Thursday, July 29, 2021

Approaching Border Delimitation Deadline May Force Moscow to Assert Greater Control in North Caucasus

Paul Goble

            Staunton, July 23 – Vladimir Putin has ordered that all the federal subjects in Russia resolve any border disputes with their neighbors by the end of 2021, a deadline that some in the North Caucasus are unlikely to meet without significantly expanded intervention by Moscow, something the center faces difficulties in doing, Ivan Klyzszcz says.

            The doctoral candidate at the University of Tartu says that Moscow has now recognized that is economic policy in the region has failed and called for changes over the next few months, but the Kremlin has been unwilling to change the political landscape in the region by changing regional leaders on whom it relies (ridl.io/ru/novyj-podhod-kremlja-k-skfo/).

            That combination means that social tensions remain high even though violence has declined and that current regional leaders have little interest in reaching agreement lest any concessions undermine their standing with the population. To break this logjam, Moscow may have to step up pressure, possibly to levels not seen since the time of the Sochi Olympics (rbc.ru/opinions/economics/18/06/2021/60cc96839a7947e4fb013b29).

            The protests in Ingushetia over the land deal between former republic head Yunus-Bek Yevkurov and Chechnya’s Ramzan Kadyrov are a warning of what could happen if the economy remains in recession and current political elites seek to reach the border agreements Moscow requires without such repressive actions from the center.

            At present, Klyszcz continues, there are two major border disputes that could erupt. The first is between Ingushetia and North Ossetia over the Prigorodny District which led to a war in the early 1990s and the flight of some 60,000 Ingush from that territory which had belonged to Ingushetia before Stalin’s deportation of that nation to Central Asia.

            And the second is between Chechnya and Daghestan over districts in the latter which had belonged to Chechnya before 1944 and which continue to be populated by Chechens who have become increasingly restive in recent years about being run from Makhachkala rather than from Grozny.

            Moscow had hoped that economic development would overcome all these problems and thus allow it to keep in place its political appointments in these republics, but that has clearly not been the case. Unemployment and poverty remain especially high in the republics where border disputes are the most serious.

            Two of the three republic leaders involved have already been forced out, Yevkurov in Ingushetia and Vladimir Vladimirov in Daghestan. Moscow shows no sign of being willing to dispense with Ramzan Kadyrov, and it certainly doesn’t want to signal that popular unrest will force its hand again.

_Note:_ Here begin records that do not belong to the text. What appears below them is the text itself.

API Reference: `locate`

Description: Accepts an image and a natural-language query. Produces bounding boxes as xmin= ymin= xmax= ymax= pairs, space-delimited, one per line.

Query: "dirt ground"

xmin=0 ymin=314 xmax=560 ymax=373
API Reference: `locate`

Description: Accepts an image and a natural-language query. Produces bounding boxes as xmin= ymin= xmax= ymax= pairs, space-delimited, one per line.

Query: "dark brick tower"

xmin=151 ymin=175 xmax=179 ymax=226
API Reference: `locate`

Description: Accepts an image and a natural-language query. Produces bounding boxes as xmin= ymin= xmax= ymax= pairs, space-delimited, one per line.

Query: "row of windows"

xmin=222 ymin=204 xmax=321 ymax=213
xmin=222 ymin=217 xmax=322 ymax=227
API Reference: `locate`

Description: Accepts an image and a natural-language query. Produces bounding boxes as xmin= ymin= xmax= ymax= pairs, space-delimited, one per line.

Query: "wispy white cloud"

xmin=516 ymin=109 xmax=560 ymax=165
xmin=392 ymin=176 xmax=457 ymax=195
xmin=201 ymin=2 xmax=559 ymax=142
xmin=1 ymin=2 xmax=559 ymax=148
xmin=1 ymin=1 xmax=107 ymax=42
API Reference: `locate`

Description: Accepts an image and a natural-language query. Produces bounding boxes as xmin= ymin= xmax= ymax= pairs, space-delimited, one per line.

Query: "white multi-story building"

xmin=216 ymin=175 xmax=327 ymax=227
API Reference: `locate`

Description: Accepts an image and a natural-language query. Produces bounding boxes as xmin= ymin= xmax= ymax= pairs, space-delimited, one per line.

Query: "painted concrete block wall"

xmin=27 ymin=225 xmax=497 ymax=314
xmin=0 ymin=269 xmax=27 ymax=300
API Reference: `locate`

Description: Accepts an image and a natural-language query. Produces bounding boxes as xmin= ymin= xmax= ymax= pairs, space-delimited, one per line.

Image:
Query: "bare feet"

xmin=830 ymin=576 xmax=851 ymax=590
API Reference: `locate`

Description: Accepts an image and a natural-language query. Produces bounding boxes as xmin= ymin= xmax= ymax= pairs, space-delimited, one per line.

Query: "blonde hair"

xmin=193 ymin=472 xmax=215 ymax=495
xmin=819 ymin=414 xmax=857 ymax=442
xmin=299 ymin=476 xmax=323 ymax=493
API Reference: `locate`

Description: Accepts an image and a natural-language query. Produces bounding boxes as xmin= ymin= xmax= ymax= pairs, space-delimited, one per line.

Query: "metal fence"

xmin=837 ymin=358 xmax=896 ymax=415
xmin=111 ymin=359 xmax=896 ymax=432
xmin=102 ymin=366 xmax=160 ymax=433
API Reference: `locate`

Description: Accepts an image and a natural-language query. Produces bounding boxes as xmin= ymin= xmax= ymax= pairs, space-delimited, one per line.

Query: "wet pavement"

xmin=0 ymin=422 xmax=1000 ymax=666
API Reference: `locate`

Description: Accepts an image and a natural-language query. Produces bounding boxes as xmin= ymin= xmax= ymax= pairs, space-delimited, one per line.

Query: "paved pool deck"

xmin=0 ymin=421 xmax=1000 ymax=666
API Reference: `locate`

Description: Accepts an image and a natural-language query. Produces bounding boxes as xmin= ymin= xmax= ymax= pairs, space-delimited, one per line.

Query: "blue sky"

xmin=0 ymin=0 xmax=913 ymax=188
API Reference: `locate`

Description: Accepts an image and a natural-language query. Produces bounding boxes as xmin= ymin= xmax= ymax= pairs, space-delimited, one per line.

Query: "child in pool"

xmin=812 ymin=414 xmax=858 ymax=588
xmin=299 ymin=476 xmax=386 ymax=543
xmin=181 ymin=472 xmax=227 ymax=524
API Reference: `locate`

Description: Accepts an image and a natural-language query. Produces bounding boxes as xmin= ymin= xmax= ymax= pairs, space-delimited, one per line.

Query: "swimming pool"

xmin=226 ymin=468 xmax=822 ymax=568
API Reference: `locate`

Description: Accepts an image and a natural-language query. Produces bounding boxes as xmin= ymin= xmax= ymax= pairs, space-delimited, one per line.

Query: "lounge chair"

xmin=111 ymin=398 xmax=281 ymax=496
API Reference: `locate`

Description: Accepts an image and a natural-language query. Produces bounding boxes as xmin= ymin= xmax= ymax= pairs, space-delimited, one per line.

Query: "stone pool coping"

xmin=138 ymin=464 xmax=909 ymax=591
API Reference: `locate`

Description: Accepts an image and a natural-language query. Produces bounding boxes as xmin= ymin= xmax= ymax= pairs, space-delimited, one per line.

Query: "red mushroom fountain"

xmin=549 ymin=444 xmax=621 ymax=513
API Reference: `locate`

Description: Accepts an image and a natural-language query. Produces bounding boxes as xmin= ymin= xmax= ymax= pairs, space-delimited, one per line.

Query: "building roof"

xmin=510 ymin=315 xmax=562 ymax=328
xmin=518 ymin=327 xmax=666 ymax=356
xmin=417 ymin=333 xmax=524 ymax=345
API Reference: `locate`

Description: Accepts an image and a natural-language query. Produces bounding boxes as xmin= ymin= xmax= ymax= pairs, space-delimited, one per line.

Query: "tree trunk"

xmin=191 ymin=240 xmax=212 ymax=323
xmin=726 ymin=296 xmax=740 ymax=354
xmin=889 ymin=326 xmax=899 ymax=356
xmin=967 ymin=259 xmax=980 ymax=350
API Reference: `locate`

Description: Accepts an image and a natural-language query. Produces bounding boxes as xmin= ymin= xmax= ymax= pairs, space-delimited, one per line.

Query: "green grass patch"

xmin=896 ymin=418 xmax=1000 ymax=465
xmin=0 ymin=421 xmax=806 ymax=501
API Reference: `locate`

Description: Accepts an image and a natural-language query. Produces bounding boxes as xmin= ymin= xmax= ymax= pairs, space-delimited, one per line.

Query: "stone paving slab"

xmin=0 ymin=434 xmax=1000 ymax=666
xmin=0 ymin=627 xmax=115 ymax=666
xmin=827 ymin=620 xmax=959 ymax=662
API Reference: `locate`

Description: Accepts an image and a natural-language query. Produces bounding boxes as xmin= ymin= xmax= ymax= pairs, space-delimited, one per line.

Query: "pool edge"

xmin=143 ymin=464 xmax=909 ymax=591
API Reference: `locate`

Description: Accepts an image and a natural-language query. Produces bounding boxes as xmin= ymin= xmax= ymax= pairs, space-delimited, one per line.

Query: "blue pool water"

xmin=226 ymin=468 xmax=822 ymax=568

            Consequently, Klyszcz suggests, Moscow is very soon going to have to make some fundamental changes. In the absence of economic growth, it will either have to change cadres, increase its own role, or give up on meeting the delimitation deadline, any one of which will give the center a black eye.

            That makes delay the most likely way forward, but precisely because the people and leaders in the North Caucasus will see that their resistance to what Moscow wants as the cause of that decision at the center, such a decision by the Kremlin puts off the immediate problem but only at the cost of making it worse down the pike.